Patients Screened: Not given
Patients Enrolled: 265
Mean Follow Up: 2 years for CLAS I; 4 years for CLAS II
Mean Patient Age: 54.2
Female: 0

Patient Populations:

Nonsmoking men, 40 to 59 years of age
Progressive atherosclerosis, confirmed through angiographic review
CABG not involving valve replacement at least 3 months before start of study
Fasting blood cholesterol levels at entry in the range of 185-350 mg/dl


Bilateral femoral artery surgery
Diabetes mellitus
Hypertension (diastolic blood pressure > 115 mm Hg)
Thyroid disease
Renal insufficiency
Fasting blood triglyceride levels > 500 mg/dl
Congestive heart failure
Major arrhythmia
QRS width exceeding 0.12 s
Weight exceeding 1.5 times ideal weight as determined by MRFIT criteria

Primary Endpoints:

Global coronary change score

Secondary Endpoints:

Per-lesion treatment effects in native coronary arteries and bypass grafts

Drug/Procedures Used:

Both groups: lipid-lowering diet intervention, more stringent in test drug group than placebo group to enhance the differential in blood cholesterol response between the groups.
Study drug group: Colestipol hydrochloride, 15g bid, and niacin, 3-12 g/day (as 3 divided doses).

Concomitant Medications:

Aspirin, 325 mg before breakfast for the first 14 days.
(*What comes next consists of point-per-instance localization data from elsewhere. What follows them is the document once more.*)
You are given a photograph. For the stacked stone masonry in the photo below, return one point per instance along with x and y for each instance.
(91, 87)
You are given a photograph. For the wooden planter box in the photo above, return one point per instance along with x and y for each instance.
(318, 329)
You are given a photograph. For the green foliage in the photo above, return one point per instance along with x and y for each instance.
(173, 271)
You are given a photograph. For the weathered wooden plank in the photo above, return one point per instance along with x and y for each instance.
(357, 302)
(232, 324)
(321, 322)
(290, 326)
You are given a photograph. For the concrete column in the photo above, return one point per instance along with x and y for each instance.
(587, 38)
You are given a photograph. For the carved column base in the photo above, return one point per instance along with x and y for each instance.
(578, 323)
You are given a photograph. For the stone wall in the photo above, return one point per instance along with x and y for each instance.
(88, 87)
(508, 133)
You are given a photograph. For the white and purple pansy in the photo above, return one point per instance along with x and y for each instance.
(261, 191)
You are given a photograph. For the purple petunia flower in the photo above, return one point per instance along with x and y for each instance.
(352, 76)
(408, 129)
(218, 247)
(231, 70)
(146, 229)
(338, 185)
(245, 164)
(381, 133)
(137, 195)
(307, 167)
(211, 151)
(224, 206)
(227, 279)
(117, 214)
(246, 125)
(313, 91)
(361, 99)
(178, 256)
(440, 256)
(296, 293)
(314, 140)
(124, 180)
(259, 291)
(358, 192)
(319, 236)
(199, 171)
No lipid-lowering agents except study medications were allowed, nor were anticoagulants or platelet-active drugs.

Principal Findings:

After 2 years, there was a 26% reduction in total plasma cholesterol, a 43% reduction in low-density lipoprotein cholesterol, plus a simultaneous 37% elevation of high-density lipoprotein cholesterol.
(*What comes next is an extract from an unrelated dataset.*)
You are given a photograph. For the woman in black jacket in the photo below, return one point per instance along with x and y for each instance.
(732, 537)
This resulted in a significant reduction in the average number of lesions per subject that progressed (p < 0.03) and in the percentage of subjects with new atheroma formation (p <<0.03) in native coronary arteries.

The percentage of subjects with new lesions (p < 0.04) or any adverse changes in bypass grafts (p< 0.03) was significantly reduced.

Deterioration in overall coronary status was significantly less in drug-treated subjects than placebo-treated subjects (p < 0.001).

Atherosclerosis regression, as indicated by perceptible improvement in overall coronary status, occurred in 16.2% of drug-treated vs 2.4% of placebo treated patients (p=0.002)

CLAS II subgroup
Changes in blood lipid, lipoprotein-cholesterol, and apolipoprotein levels were maintained.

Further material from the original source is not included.